Egyptian security authorities on Monday released Nabil al-Maghraby, Egypt’s longest standing political prisoner, following a pardon issued by the attorney general.
Maghraby, now 70 years old, is a leading figure in Islamist Jihad. He was arrested in September 1979 during a string of arrests of opposition Islamists by security forces and was a harsh critic of the late President Anwar Sadat. He spent nearly 31 years as an inmate in various Egyptian prisons.
Security sources said Maghraby was released Monday evening after the attorney general issued a pardon and dropped all sentences against him. The Egyptian government after the 25 January revolution has begun releasing political prisoners.
Maghraby was among the names of those suspected of assassinating Sadat on 6 October 1981. He was sentenced to life imprisonment two years prior to the assassination.
Maghraby received additional sentences leading to a total sentence of 53 years in prison.
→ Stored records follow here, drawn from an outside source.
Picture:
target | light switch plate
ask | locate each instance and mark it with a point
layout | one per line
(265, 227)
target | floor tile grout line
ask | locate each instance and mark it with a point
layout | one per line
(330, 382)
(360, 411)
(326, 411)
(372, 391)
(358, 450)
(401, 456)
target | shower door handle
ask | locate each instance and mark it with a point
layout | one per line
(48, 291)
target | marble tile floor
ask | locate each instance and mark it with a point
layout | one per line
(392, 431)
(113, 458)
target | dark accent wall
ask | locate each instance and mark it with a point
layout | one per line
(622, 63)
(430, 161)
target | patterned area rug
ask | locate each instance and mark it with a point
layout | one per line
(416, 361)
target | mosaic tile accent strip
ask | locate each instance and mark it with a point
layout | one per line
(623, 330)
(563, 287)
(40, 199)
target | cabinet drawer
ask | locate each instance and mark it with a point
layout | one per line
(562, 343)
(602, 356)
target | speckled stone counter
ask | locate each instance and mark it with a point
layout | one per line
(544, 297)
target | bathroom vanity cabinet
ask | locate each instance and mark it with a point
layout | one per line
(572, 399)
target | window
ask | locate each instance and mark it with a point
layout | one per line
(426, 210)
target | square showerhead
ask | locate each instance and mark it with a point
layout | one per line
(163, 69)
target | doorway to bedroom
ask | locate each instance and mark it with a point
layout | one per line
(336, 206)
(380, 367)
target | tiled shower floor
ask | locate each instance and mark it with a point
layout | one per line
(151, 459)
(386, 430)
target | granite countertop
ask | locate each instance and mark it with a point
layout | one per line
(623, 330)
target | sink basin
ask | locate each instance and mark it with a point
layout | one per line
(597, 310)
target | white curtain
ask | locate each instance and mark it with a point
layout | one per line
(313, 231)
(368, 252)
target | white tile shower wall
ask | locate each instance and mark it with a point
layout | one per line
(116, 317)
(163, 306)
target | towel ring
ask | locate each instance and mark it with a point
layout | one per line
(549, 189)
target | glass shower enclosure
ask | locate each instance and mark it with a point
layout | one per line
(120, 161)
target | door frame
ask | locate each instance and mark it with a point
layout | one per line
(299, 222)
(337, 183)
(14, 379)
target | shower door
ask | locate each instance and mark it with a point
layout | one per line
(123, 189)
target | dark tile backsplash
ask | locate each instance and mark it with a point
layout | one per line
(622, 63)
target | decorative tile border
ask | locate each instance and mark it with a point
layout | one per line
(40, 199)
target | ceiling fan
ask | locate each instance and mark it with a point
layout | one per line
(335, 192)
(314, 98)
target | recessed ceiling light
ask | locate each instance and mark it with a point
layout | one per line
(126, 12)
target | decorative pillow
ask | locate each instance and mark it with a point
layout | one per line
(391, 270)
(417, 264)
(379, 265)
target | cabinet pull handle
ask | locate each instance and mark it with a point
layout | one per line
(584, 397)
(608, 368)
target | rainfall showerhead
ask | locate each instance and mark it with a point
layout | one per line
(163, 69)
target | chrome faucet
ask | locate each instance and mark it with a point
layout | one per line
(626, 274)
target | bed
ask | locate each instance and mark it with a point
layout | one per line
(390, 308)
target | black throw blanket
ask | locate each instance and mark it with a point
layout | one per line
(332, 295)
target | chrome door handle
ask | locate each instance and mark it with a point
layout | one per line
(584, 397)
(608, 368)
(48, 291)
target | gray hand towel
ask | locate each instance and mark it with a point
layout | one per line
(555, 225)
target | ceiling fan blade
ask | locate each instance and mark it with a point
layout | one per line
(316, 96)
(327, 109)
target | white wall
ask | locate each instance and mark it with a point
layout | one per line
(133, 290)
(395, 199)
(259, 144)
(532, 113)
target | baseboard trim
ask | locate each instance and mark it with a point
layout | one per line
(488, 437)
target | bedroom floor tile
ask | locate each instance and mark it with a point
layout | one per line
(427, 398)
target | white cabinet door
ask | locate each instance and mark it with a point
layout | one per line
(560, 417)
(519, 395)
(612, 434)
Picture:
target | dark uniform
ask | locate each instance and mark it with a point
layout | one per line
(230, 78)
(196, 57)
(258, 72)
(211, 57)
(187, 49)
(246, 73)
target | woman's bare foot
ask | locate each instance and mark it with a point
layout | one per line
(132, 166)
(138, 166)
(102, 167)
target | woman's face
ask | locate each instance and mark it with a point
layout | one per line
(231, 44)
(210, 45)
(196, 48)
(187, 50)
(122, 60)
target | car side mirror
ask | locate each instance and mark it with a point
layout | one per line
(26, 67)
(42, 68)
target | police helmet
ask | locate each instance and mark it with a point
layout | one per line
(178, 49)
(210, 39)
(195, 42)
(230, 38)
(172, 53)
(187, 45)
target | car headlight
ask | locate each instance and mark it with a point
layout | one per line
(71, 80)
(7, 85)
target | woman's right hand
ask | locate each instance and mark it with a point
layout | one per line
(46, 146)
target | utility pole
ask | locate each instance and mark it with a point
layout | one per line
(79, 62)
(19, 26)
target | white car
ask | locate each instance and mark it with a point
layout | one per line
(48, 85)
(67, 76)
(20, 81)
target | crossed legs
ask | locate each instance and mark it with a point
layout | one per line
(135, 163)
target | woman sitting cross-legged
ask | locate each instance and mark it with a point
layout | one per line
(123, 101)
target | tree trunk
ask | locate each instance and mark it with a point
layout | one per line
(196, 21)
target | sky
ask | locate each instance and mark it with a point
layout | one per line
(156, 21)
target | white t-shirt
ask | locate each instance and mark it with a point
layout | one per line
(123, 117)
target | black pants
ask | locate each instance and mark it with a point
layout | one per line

In 1986, he was sentenced for a second time to an additional three years following a prison break, even though he did not participate in the escape.
In 1994, he was sentenced for an additional 25 years, while still in prison, for allegedly plotting against the Egyptian regime.
Maghraby suffers from health complications associated with his age and his time in prison. He suffers from malnutrition and lack of medical care, in addition to overcrowded conditions in Egyptian prison.
In 2009, Maghraby filed a complaint before the Administrative Court against the attorney general and the interior minister, calling for an amnesty due to his worsening health condition. However, the court did not respond, despite the fact that other prisoners had been released for health reasons.